Charlie Pearce: Rapist who bludgeoned victim with paving slab and left her for dead sentenced to 11 years in prison

Teenager guilty of attempted murder, leaving victim’s life ‘hanging by a thread’

Harriet Agerholm
Friday 16 February 2018 16:39 GMT
Pearce carried out the attack on the woman on his 17th birthday in July last year, having researched rape online
Pearce carried out the attack on the woman on his 17th birthday in July last year, having researched rape online (Leicestershire Police/PA)

Convicted rapist Charlie Pearce, who bludgeoned a woman with a paving slab and left her for dead in Leicester, has been sentenced to a minimum of 11 years in prison.

Pearce carried out the attack on his 17th birthday in July last year, after researching rape online.

He denied meaning to kill the woman, but admitted two counts of rape, causing grievous bodily harm with intent and stealing her handbag.

Following a trial at Leicester Crown Court, he was found guilty of attempted murder, having left his victim with her life “hanging by a thread”.

Sentencing Pearce to life with a minimum term of 11 years at the Old Bailey, Justice Haddon-Cave said Pearce was “exceptionally dangerous” and attacked the woman with “animalistic savagery”.

Mr Haddon-Cave said Pearce had carried out a “predatory attack” with a sexual or sadistic nature and had “intended to silence the victim forever”.

He said: “The defendant set out that evening to mark his 17th birthday to find a woman to attack and violently rape.

“He can be seen on CCTV circling the park and hunting [the victim] down as she walked through the park.
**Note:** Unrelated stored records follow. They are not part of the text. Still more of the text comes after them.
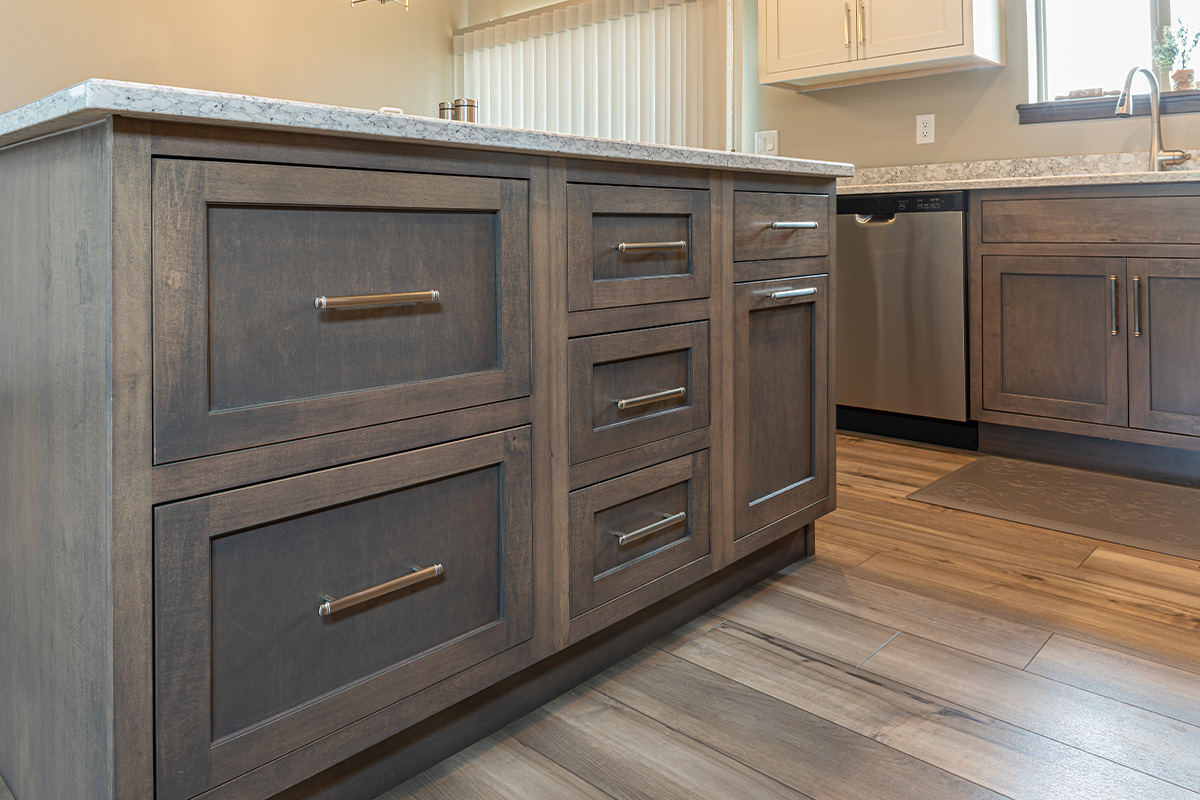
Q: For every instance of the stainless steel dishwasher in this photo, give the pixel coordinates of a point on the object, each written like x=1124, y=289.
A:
x=901, y=305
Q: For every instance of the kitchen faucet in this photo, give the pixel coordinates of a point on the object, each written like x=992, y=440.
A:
x=1159, y=156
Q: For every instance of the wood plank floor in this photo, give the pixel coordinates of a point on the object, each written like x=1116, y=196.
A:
x=923, y=653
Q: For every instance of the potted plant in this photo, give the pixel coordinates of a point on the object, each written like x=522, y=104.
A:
x=1176, y=44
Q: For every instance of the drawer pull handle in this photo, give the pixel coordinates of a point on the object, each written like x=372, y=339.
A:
x=1137, y=305
x=669, y=521
x=365, y=300
x=786, y=294
x=333, y=606
x=646, y=400
x=1113, y=305
x=652, y=245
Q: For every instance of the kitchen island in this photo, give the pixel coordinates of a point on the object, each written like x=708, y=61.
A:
x=335, y=439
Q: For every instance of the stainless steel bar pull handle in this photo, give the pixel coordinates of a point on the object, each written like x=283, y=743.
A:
x=646, y=400
x=366, y=300
x=667, y=521
x=1137, y=305
x=652, y=245
x=792, y=293
x=1113, y=305
x=419, y=576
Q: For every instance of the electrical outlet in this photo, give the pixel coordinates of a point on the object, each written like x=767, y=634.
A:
x=924, y=128
x=766, y=143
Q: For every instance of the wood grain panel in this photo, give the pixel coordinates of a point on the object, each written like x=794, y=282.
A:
x=57, y=737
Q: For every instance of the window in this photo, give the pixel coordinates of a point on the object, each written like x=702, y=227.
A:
x=1093, y=43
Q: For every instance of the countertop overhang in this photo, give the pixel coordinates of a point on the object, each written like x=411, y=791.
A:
x=97, y=98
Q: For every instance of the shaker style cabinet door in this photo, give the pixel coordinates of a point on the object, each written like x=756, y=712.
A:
x=1164, y=342
x=781, y=400
x=294, y=301
x=1054, y=337
x=286, y=611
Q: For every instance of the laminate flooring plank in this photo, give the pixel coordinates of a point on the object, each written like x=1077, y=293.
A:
x=823, y=630
x=988, y=752
x=1020, y=599
x=498, y=768
x=973, y=631
x=1152, y=569
x=1146, y=684
x=823, y=759
x=1119, y=732
x=629, y=755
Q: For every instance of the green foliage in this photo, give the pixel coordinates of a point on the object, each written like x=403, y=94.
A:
x=1176, y=44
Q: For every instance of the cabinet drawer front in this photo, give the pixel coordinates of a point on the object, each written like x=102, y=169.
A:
x=781, y=395
x=243, y=252
x=1092, y=220
x=631, y=389
x=246, y=667
x=663, y=515
x=775, y=224
x=628, y=246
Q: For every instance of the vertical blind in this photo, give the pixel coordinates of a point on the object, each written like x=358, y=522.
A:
x=616, y=68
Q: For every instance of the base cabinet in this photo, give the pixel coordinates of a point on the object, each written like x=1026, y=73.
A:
x=327, y=437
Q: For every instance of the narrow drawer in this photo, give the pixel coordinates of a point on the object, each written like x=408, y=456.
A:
x=633, y=529
x=779, y=224
x=631, y=389
x=628, y=246
x=247, y=668
x=1092, y=220
x=243, y=253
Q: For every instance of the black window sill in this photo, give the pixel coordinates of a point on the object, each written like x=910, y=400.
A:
x=1099, y=108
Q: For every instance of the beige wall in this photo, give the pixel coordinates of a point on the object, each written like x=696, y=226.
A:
x=976, y=116
x=316, y=50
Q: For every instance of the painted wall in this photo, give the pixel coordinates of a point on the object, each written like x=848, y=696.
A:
x=874, y=125
x=316, y=50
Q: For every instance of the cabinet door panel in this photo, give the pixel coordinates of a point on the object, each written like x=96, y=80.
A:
x=781, y=401
x=799, y=35
x=1164, y=367
x=1049, y=347
x=895, y=26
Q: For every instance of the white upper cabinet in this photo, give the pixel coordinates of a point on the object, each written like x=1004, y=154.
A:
x=822, y=43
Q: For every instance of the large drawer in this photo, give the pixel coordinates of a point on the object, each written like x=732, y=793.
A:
x=635, y=388
x=249, y=669
x=244, y=353
x=633, y=529
x=779, y=224
x=628, y=246
x=1092, y=220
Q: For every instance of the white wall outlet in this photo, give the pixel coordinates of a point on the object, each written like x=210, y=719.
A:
x=924, y=128
x=766, y=143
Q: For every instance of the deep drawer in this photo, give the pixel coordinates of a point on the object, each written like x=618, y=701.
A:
x=1092, y=220
x=633, y=529
x=631, y=389
x=244, y=353
x=629, y=246
x=246, y=667
x=777, y=224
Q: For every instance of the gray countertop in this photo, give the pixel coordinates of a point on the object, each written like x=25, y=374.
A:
x=96, y=98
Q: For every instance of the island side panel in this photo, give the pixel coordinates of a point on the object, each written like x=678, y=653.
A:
x=55, y=421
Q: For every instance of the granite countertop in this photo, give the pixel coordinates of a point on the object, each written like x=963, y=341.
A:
x=1019, y=173
x=96, y=98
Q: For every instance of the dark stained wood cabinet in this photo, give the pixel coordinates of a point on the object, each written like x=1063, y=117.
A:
x=529, y=459
x=1084, y=314
x=781, y=405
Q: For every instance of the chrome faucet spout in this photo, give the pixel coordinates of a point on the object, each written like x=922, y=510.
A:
x=1159, y=156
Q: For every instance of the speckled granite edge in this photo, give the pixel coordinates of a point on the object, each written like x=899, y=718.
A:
x=96, y=98
x=1014, y=173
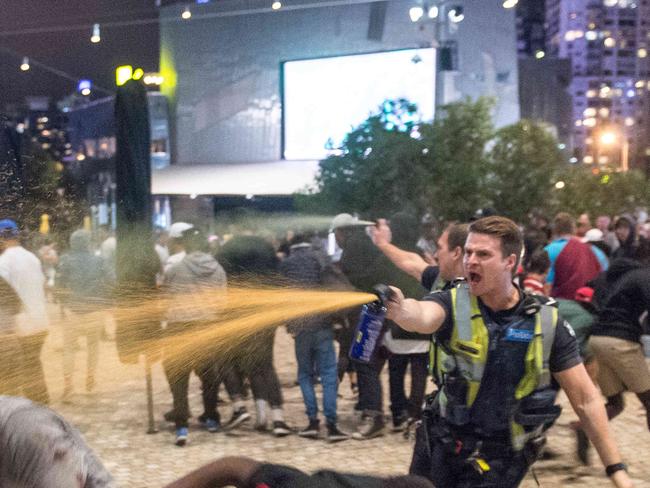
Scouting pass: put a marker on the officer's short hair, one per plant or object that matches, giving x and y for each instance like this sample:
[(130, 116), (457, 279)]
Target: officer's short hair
[(564, 224), (457, 235), (512, 241)]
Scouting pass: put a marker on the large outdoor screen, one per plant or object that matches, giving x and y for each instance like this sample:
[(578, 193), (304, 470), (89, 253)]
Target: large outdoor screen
[(324, 98)]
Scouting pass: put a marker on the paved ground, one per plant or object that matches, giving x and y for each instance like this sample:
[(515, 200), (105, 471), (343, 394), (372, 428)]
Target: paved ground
[(113, 420)]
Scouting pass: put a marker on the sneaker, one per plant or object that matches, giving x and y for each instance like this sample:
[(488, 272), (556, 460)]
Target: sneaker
[(181, 436), (280, 429), (582, 446), (170, 416), (212, 425), (399, 422), (311, 431), (335, 435), (239, 416), (371, 426)]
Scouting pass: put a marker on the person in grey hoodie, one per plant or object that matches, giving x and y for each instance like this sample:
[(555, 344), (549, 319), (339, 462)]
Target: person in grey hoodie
[(82, 282), (185, 281)]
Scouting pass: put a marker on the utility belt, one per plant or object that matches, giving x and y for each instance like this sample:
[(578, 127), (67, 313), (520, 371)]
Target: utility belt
[(451, 427)]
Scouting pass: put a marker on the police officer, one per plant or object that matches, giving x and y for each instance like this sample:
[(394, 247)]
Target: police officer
[(495, 350)]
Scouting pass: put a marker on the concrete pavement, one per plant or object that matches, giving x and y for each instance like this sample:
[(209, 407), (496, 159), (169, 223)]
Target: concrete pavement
[(113, 421)]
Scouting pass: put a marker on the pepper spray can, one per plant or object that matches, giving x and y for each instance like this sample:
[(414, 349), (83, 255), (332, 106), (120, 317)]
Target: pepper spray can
[(370, 327)]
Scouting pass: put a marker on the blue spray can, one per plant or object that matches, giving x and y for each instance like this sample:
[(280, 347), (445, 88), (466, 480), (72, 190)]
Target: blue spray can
[(369, 329)]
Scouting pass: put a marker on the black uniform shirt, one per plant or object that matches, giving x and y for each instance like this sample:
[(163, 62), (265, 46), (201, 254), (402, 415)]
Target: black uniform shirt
[(565, 352)]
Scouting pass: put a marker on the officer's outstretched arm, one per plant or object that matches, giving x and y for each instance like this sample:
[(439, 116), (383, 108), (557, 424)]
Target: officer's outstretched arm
[(587, 403), (413, 315), (409, 262)]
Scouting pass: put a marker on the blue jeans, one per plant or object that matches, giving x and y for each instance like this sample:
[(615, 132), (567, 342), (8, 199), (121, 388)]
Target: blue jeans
[(317, 348)]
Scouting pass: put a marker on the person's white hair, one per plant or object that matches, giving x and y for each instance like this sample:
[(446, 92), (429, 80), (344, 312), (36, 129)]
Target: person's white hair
[(40, 449)]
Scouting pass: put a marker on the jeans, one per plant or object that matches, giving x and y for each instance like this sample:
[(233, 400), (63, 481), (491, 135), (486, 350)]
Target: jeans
[(397, 365), (178, 368), (254, 360), (178, 372), (11, 364), (71, 332), (33, 377), (317, 347)]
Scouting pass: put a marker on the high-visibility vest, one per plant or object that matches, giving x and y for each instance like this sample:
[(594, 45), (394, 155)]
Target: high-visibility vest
[(467, 352)]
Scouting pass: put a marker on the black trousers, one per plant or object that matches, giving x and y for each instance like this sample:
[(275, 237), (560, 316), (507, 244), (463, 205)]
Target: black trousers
[(254, 360), (448, 464), (178, 372), (397, 366), (369, 382)]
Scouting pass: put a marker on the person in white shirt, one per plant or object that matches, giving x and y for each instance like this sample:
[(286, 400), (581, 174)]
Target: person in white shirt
[(22, 270)]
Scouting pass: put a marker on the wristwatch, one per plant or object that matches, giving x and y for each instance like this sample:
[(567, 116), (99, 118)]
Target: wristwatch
[(613, 468)]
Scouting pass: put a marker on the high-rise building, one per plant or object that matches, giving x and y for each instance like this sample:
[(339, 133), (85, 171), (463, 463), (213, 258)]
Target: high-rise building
[(531, 33), (608, 43)]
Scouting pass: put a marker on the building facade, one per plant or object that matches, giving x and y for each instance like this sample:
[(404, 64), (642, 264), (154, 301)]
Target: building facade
[(222, 65), (608, 43)]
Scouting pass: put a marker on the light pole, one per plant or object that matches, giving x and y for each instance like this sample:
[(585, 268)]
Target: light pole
[(609, 138), (442, 14)]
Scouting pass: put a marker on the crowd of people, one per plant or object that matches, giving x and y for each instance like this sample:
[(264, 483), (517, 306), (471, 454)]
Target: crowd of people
[(456, 313)]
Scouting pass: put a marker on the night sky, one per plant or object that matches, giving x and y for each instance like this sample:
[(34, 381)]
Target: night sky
[(72, 51)]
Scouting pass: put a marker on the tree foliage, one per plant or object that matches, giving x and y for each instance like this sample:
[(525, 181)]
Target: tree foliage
[(523, 165), (460, 163)]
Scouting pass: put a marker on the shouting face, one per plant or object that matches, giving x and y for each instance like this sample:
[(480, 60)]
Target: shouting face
[(486, 268)]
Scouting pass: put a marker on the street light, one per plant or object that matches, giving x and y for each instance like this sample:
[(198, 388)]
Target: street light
[(610, 138), (442, 14)]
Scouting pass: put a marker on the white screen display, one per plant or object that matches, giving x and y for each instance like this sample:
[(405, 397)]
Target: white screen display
[(325, 98)]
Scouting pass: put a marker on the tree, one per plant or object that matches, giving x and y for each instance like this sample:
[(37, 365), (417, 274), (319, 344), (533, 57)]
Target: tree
[(455, 164), (378, 170), (523, 163), (596, 193), (387, 165)]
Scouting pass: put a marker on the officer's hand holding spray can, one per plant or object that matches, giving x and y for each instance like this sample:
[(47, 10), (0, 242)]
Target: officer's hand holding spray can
[(368, 333)]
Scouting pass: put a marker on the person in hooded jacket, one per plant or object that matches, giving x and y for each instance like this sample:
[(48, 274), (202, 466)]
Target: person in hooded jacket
[(631, 244), (195, 274), (81, 285), (623, 297)]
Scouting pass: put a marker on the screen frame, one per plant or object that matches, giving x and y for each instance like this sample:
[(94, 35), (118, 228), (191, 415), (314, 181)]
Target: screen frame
[(283, 138)]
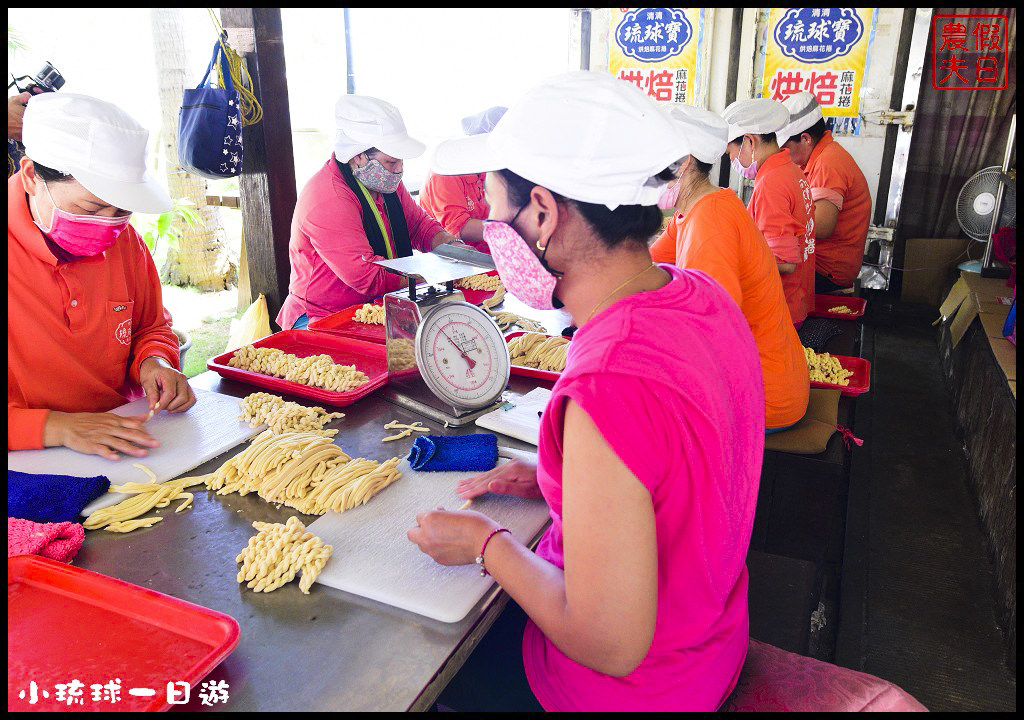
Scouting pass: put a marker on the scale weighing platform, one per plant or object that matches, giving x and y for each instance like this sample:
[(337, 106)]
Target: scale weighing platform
[(448, 360)]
The attack itself was of animalistic savagery. The offending was exceptionally serious.”

The court heard Pearce had dragged the victim into undergrowth in Leicester’s Victoria Park and hit her over the head with a concrete slab.

The start of his attack was witnessed by youths in the park nearby who called police. But a police patrol was unable to find anything because they could not give a precise location, the court heard.

About an hour later, a passing cyclist saw a pool of fresh blood and a hair clip on the ground.

The judge said she showed great bravery in going into the bushes to investigate and comfort the victim before emergency services arrived.

The victim, in her twenties, was rushed to hospital with horrific head injuries.

The following day, police circulated a “remarkably clear” CCTV image of Pearce, running towards her holding the slab.

His family recognised him and contacted police following the media appeal.

The victim awoke from a coma weeks later, unaware of what had happened.

In a statement read out at the Old Bailey before sentencing, she said she was left “mentally and physically scarred” by the incident.

“I do not remember screaming when I was assaulted though I am aware that screams were reported to the police by various people that night.

“My screams did not stop my attacker from causing me further harm and nor did they help me be found so I could receive medical care I needed.

“Knowing that my screams did not change anything for me that night continues to trouble me.”

She described how her life and ambitions had been “put on hold by Charlie Pearce’s criminal actions”.

“The six months which have now passed since I was discharged from hospital amounts to an ongoing period of time that can never be gotten back, time which has been taken from me and from how I live my life, without my permission and against my wishes.

“I am reminded on a daily basis – and sometimes multiple times a day – of the extensive trauma my body has endured and my mind cannot remember happening to me.”

Pearce’s victim said she still suffers from jaw pain, loss of hearing in her right ear and has bald patches.

They were all “physical reminders of the damage that was done to me by a complete stranger when I was walking home,” she said.

She went on: “I am mentally scarred as well as physically scarred. I have had thoughts about hurting myself and ending my life because I feel that I cannot live with the knowledge I have that what happened to me has happened to me.”

In mitigation, Phillip Bradley QC said: “She was the innocent victim of violence that was as gratuitous as it was unprovoked.” Pearce accepted he was “entirely responsible” for that violence, he said.

The seven-and-a-half years’ custody for the rapes will run concurrently to his life sentence.